By Hannah Wolfson, News staff writer

Stephen Black, a Birmingham lawyer and director of the Center for Ethics and Social Responsibility at the University of Alabama, has won a $125,000 award for creating FocusFirst, a statewide vision screening program for poor children.

Black is one of 10 people to receive the nationwide Community Health Leaders Award from the Robert Wood Johnson Foundation, which received more than 800 nominations.   He received the award Wednesday.

Black said that $20,000 of the money goes to him, and the remaining $105,000 will be used to expand the FocusFirst program.

FocusFirst trains college students from across the state to conduct vision screenings for preschool-aged children in low-income rural and urban areas.

Since the program started in 2004, the group has screened more than 40,000 children in all of Alabama’s 67 counties.
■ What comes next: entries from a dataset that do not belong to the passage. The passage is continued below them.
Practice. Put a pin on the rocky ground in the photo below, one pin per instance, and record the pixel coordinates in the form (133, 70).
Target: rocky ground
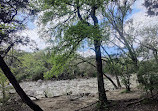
(78, 95)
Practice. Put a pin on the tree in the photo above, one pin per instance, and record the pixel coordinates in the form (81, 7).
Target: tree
(116, 16)
(151, 6)
(8, 25)
(73, 27)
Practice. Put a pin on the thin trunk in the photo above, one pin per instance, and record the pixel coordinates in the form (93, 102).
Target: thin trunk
(118, 81)
(101, 89)
(3, 92)
(19, 90)
(97, 44)
(115, 86)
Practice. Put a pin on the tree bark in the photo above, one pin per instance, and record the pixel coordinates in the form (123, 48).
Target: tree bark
(115, 86)
(97, 44)
(19, 90)
(118, 81)
(101, 89)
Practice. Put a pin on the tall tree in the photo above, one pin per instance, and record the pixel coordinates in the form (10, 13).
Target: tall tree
(70, 22)
(9, 24)
(152, 7)
(116, 15)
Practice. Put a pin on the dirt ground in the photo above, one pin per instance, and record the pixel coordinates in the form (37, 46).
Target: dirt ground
(88, 102)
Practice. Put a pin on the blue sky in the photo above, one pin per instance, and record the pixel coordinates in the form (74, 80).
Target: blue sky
(138, 14)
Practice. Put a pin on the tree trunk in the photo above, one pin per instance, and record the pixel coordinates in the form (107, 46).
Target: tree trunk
(118, 81)
(19, 90)
(101, 89)
(97, 44)
(3, 92)
(115, 86)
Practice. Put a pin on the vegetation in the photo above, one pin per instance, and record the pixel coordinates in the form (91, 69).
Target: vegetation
(69, 25)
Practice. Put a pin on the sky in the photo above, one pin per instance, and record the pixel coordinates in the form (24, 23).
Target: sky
(140, 20)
Of those, 5,000 failed the screenings and were referred for follow-up care.

“Stephen’s success in delivering high-quality vision care services to low-income families in our community represents a tremendous contribution to our state, and serves as a shining example of servant leadership for others to follow,” Torrey Smitherman, executive director of the EyeSight Foundation of Alabama, said in a news release.

Black said using college students is the key to the project’s success. So far, 1,000 students from 20 schools have participated.

“I think the capacity for an organization based on the compassion and dedication of college students and young college graduates is limitless,” he said Wednesday. “I hope this award helps us become a national example of what college students are doing.”

Black is working on expanding outside Alabama with a new program in Philadelphia, where students from the University of Pennsylvania, his alma mater, have screened 400 children.

His nonprofit organization, ImpactAlabama, also runs initiatives that provide free tax preparation for low-income residents and runs a debate program for the Birmingham schools.